Resta però ancora aperta la questione più grave e più attesa, quella della condanna a Mladić. Latitante fino al 2011, fu arrestato grazie a una segnalazione anonima, dopo che era stato avvistato in più occasioni, perfino a Belgrado, allo stadio, mentre assisteva tranquillamente a una partita della sua squadra, la Stella Rossa (d’altra parte, in patria, per la maggioranza della popolazione, il generale è un eroe). Il processo contro il boia dei Balcani pareva non avere termine: oltre 400 testimoni e 11.000 prove documentali. A dicembre dello scorso anno finalmente la conclusione: su di lui undici capi di imputazione, tra cui genocidio, crimini contro l’umanità e violazioni delle leggi di guerra. Più l’accusa di quattro «imprese criminali congiunte» con i vertici politici e militari della repubblica Srpska: la pulizia etnica nell’intera Bosnia, la campagna di terrore nell’assedio di Sarajevo, il genocidio di Srebrenica, la presa degli ostaggi Onu. Il verdetto, però, non è ancora stato emesso. Si era parlato di gennaio, ora si rinvia a novembre 2017.

E la dilazione non induce all’ottimismo. Anzi. Ci fa pensare alle ragioni del libro-denuncia Pace e castigo. Le guerre segrete della politica e della giustizia internazionale della giornalista francese Florence Hartmann, ex inviata di Le Monde in Bosnia. Arrestata nel marzo dello scorso anno, in occasione della condanna a Karadžić, si è trovata nella situazione surreale di essere rinchiusa proprio vicino alla cella di Mladić (nella foto). L’accusa era quella di avere rivelato gli accordi segreti che il Tribunale penale per la Ex-Jugoslavia (Tpij) avrebbe fatto con la Serbia in cambio di documenti vitali per alcuni processi come quello di Milošević. Questo spiegherebbe i mancati ergastoli ai responsabili dei crimini in Bosnia.
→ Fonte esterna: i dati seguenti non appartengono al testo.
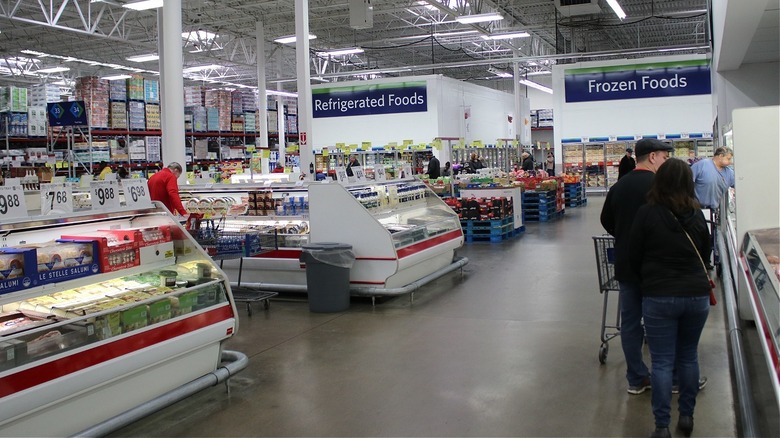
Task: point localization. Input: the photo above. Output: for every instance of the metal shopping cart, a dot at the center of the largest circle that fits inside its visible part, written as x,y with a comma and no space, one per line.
605,262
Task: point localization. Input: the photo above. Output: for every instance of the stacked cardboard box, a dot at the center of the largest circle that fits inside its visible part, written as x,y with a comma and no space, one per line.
117,90
152,116
118,115
94,93
135,88
153,149
36,121
199,119
221,100
193,96
151,90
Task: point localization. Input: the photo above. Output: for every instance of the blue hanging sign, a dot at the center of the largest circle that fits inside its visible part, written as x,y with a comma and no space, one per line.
663,79
405,97
72,113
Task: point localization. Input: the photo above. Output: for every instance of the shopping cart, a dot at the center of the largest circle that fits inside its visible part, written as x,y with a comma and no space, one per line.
605,262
Nel caso di Mladić, però, non si può e non si deve venir meno a una sentenza obbligata, come ha ben evidenziato il procuratore Alan Tieger al termine della sua requisitoria: «Qualunque condanna diversa da quella massima prescritta dalla legge – l’ergastolo – sarebbe incompatibile con la prassi del tribunale, un insulto alle vittime, vive o morte, e un affronto alla giustizia». Se la corte internazionale, che di fatto rappresenta l’Europa (la cui immagine esce già assai compromessa da queste vicende), non comminasse a Mladić la pena massima, compirebbe un oltraggio non solo nei confronti dei caduti e delle loro famiglie, ma un oltraggio nei confronti dell’intera umanità. Perché «ciò che avvenne a Srebrenica durante quei giorni del luglio 1995 – come ha scritto bene Emir Suljagić (in Cartolina dalla fossa. Diario di Srebrenica, Beit, Trieste, 2010) – è uno dei peggiori tradimenti del genere umano».